The toolset will evolve, too. We’re embracing whatever we can get our hands on. Some tools will come from big tech companies, others will be indie experiments, and some will be pipelines we cook up ourselves. The only constant is that we’ll share what we learn – the successes, the messy bits and the outright failures – so others can benefit.
What we hope to discover
We’re not looking for a silver bullet. Instead, we’re setting out to answer a few high‑level questions:
- Can AI help a small, artist‑led team deliver cinematic scenes under a strict brief? We want to understand if we can hit the tone, pacing and character of Spirit Racer without compromising quality.
- Where are the limits? Every tool has blind spots. The Liquid Death ad shows you can achieve polish, and we’ll be probing where the tech breaks and figuring out hacks to get around those obstacles.
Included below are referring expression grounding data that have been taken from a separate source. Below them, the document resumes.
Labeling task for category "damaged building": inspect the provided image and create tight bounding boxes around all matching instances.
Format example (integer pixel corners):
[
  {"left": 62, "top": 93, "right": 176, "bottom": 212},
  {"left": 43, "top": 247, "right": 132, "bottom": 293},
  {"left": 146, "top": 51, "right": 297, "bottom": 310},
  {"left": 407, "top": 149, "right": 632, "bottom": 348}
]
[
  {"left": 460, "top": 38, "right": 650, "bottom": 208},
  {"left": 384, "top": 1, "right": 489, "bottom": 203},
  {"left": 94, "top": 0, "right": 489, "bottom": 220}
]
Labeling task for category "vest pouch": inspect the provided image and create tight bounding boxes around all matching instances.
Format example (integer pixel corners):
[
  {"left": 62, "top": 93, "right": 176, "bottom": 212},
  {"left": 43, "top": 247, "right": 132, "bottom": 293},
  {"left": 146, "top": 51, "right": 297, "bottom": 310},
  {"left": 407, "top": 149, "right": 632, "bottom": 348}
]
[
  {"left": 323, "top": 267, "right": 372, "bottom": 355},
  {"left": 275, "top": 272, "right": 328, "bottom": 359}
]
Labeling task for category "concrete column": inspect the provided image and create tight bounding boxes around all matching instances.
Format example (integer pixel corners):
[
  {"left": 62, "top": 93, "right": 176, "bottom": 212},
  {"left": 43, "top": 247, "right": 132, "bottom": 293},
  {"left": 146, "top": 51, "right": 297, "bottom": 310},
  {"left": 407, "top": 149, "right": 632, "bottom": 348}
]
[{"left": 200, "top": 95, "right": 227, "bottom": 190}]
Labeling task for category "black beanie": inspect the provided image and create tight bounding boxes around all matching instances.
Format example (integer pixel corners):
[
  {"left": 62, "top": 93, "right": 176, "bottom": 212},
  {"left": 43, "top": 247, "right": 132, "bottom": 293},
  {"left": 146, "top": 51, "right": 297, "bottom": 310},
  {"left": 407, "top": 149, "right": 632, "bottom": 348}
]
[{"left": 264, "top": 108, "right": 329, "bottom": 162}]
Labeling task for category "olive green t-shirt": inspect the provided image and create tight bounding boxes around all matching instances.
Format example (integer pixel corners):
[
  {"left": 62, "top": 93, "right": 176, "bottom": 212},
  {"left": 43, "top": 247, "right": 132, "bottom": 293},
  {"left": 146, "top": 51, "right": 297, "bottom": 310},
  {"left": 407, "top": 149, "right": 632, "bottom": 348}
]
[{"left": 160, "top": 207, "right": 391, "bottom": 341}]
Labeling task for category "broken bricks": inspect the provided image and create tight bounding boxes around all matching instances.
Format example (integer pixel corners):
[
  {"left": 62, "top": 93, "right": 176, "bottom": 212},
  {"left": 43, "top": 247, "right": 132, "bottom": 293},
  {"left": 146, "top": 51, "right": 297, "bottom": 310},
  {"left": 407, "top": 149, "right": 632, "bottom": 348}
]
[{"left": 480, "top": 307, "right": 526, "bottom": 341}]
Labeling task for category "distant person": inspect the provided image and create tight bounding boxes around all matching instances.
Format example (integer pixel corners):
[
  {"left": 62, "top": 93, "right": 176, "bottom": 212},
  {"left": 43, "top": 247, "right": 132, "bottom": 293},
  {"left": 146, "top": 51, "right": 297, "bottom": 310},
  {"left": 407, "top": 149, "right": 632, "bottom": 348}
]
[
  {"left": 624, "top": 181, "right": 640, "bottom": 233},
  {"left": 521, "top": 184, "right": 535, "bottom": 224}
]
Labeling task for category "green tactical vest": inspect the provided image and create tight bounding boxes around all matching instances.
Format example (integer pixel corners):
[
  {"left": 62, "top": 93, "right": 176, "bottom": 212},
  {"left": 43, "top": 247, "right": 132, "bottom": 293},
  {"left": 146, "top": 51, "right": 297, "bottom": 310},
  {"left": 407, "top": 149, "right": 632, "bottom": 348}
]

- How do we stay flexible? If we discover a new AI model that’s better suited for a particular shot, how do we integrate it without derailing our pipeline? The ability to pivot will be crucial.
Join us for the ride
Because we’re charting unknown territory, we don’t have a roadmap yet. That’s intentional. The fun lies in exploration: testing, failing, learning and iterating. We’ll post updates as we experiment with different techniques, share how we built a particular shot, and highlight industry developments that inspire us. If you’re curious about AI filmmaking, you’ll get a front‑row seat to our discoveries. If you’re a client or collaborator, you’ll see that we approach new tech with honesty and a sense of adventure. If you’re a fellow artist, we’d love to hear about your own experiments.
Stories like Spirit Racer deserve to be told in ways that match their scale and imagination. We believe AI can help small teams reach for the epic without losing their indie soul. As Aleja races through realms to save her world, we’re racing to understand where technology fits in the creative process. Let’s see where this journey takes us.